I was holding him when it happened.
I had allowed a bit of peace come over me as we were finally at urgent care where a doctor could help my little boy. A very kind-hearted nurse had just left the room after giving Jonas, my three-year-old son, ibuprofen for his increasing temperature. And he even made her laugh despite the fact that his little body was worn out.
And then, moments later after making the nurse laugh, he turned around in my arms, and his body went stiff…and began shaking.
“Focus,” I told myself.
“Lay him on his side. Protect his head. Get help. Then let him have his seizure because there’s nothing you can do.”
That’s what I heard instantly in my head in the five seconds it took me to lay him down and call a doctor for help.
Doctors and nurses came and I had to just let it happen.
It was completely out of my control.
As tears rolled down my face, my son endured his third seizure. I had to step out of the room.
It is beyond difficult to live through those two minutes during the seizure and 10 minutes in his postictal state. I had to let his body do what it was going to do. Even worse, the doctors couldn’t stop it.
I focused on the ony thing I could control…me.
Despite the tears rolling down my face, I steadied my breathing, regained composure and entered back into the room where my son endured this. I waited for his eyes to open.
I knew, if I let myself think about it, the tears would roll again. So, instead I focused on what I had to do.
Be there for him.
As the paramedics loaded him in his car seat so they could transport him to the hospital, he finally showed an awareness of what was going on…he was scared and didn’t want to be in that seat. That’s when I knew he was coming back to us.
I hated this. But, as in all difficult challenges in life, we had a choice. To be courageous despite fear for our son. To be steady and focused. To be composed. And, to be there for him even when we couldn’t control the circumstances or outcome.
I found strength in that moment. I found strength in me.
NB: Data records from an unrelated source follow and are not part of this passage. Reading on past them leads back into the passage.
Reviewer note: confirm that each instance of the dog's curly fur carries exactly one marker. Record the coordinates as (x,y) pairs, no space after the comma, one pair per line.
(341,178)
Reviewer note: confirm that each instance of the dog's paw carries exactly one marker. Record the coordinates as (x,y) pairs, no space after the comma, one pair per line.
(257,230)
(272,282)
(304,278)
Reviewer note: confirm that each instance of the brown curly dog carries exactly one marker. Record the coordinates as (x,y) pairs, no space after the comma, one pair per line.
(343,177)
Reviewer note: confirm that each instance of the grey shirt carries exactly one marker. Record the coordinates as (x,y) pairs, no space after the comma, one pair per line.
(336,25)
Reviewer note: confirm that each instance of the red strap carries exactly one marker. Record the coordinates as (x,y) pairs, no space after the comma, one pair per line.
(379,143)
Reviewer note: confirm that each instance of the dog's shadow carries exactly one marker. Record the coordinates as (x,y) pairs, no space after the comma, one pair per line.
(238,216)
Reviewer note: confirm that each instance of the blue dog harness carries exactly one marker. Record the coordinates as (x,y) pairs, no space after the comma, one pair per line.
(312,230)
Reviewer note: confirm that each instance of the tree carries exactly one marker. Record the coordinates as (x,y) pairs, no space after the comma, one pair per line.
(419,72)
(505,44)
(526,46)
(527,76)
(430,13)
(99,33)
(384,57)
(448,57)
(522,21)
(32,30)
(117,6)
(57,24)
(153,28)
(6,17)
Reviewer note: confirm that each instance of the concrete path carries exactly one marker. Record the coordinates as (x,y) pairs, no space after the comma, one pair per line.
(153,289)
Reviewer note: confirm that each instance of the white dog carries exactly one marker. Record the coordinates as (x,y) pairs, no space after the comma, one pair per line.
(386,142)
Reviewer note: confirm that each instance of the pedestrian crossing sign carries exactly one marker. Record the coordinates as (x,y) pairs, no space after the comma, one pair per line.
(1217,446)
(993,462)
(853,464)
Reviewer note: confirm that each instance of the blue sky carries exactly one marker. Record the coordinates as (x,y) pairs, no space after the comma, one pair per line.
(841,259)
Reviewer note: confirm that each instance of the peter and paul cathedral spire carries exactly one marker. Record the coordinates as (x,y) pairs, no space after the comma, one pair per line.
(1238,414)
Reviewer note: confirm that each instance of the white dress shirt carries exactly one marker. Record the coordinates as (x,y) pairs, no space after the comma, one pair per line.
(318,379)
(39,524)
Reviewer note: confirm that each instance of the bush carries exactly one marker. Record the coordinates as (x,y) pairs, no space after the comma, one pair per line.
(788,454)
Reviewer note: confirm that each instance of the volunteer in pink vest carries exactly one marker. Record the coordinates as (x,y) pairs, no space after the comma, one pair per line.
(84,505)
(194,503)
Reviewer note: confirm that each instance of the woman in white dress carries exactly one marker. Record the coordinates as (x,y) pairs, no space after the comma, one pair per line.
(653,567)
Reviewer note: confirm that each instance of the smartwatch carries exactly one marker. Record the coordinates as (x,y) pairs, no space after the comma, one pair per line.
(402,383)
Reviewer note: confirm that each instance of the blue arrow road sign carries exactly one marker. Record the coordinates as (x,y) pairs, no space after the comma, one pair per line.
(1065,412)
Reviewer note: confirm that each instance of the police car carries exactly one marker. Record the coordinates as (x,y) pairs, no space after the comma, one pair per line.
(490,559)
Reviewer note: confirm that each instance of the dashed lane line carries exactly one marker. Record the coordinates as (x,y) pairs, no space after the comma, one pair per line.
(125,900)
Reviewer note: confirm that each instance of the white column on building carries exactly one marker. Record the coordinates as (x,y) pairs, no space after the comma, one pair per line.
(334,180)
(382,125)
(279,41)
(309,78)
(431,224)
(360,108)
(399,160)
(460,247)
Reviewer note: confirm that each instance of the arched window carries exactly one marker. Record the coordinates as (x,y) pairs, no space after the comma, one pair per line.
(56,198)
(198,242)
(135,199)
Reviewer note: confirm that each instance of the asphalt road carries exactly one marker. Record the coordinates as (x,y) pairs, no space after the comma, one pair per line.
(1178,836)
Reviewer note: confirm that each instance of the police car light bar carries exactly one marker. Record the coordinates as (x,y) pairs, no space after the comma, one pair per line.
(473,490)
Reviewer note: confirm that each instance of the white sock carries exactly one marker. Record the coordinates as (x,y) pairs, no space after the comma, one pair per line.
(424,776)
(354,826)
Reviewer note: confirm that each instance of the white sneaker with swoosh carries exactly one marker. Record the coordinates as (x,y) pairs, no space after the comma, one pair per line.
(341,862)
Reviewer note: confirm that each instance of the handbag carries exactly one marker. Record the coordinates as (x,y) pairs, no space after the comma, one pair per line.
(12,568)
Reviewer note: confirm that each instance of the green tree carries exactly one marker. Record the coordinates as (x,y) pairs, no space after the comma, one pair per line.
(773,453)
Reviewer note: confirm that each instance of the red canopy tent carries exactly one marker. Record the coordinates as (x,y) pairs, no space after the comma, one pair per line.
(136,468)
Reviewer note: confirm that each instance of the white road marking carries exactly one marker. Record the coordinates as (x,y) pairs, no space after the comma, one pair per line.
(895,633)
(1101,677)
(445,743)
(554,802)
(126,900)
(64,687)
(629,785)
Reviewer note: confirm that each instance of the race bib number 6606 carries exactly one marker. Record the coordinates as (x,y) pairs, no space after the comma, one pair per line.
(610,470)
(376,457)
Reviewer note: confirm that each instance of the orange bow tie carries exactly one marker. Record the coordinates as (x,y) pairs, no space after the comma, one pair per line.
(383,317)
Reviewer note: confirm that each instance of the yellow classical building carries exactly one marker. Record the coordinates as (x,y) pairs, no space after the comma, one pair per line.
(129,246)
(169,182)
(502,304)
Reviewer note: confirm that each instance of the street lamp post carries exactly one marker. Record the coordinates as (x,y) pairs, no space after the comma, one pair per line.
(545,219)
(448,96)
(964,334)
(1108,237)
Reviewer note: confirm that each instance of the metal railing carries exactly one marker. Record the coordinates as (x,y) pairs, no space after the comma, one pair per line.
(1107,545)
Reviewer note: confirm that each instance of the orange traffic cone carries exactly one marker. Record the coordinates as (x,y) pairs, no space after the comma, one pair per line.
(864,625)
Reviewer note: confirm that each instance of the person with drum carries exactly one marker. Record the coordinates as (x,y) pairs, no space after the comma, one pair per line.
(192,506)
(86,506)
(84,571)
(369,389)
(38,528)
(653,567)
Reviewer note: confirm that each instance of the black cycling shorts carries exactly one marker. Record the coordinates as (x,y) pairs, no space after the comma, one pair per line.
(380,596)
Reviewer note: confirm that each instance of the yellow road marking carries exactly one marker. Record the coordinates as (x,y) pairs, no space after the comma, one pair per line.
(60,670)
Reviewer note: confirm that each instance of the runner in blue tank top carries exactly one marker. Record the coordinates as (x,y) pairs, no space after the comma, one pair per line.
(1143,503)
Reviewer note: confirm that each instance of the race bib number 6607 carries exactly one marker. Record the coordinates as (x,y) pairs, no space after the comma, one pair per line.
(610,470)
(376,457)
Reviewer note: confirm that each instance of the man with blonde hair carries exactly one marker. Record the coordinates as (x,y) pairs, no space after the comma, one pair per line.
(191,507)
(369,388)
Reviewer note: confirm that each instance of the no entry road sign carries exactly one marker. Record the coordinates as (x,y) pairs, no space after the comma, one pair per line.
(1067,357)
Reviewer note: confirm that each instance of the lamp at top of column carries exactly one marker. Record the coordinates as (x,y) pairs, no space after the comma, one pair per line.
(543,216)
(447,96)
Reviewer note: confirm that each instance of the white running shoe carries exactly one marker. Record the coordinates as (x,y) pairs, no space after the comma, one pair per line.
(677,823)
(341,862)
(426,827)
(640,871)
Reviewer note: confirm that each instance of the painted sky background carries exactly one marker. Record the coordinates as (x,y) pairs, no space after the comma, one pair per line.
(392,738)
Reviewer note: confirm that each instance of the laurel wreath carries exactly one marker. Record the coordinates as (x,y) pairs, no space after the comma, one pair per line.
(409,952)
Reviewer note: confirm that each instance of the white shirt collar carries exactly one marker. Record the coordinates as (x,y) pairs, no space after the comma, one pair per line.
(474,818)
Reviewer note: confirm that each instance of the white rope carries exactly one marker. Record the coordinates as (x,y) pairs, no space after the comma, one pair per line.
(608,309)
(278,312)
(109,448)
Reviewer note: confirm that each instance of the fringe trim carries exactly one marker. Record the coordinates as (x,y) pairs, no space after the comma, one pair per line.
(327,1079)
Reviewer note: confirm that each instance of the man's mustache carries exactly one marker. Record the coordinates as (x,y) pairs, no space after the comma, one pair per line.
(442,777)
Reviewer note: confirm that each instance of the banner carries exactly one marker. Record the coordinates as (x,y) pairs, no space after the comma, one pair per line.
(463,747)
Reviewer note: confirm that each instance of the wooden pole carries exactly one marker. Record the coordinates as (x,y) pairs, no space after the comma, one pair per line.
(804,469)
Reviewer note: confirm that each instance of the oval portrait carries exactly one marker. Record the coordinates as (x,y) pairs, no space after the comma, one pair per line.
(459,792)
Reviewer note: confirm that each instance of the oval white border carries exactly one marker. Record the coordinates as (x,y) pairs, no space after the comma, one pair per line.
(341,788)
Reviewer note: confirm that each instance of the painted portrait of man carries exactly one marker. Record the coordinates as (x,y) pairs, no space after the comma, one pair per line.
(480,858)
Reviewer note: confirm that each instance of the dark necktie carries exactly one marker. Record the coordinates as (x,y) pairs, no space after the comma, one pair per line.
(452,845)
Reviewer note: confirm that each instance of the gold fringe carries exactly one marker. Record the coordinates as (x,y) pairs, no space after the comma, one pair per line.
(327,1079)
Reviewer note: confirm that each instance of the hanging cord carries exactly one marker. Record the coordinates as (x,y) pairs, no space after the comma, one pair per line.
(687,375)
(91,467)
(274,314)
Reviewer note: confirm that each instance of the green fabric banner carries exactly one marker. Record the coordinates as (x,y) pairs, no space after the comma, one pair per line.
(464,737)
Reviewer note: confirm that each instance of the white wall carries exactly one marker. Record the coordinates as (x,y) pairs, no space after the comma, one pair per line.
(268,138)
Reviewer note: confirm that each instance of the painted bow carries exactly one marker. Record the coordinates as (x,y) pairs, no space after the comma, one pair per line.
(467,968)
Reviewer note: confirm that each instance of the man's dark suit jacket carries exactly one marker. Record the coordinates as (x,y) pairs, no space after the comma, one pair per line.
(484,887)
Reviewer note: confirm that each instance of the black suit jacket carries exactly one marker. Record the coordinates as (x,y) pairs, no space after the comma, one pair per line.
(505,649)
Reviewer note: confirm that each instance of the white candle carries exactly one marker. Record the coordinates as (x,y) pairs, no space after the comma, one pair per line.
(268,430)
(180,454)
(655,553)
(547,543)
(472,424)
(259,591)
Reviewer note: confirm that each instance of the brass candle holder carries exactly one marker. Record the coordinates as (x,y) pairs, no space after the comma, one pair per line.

I don’t ever want anything bad to happen to my son, but I do know it is the most difficult challenges in life that test us, that call us, that even beg for us to be our strongest person.
And, if I can find courage, focus and composure in a time like that, there’s really nothing I can’t handle.
As we return to normalcy tomorrow, I keep things in perspective and am reminded of what I am really capable of.
And, I have a heart of gratitude because my son is now on the mend. There is still the uncertainty of future seizures, but his smile is back and he is back to his old self, always making others smile. (He actually picked up his humor and kindness at the hospital when he called the nurse “pumpkin.”)
Gratitude. Courage. Composure. Focus. Strength. That is what I choose.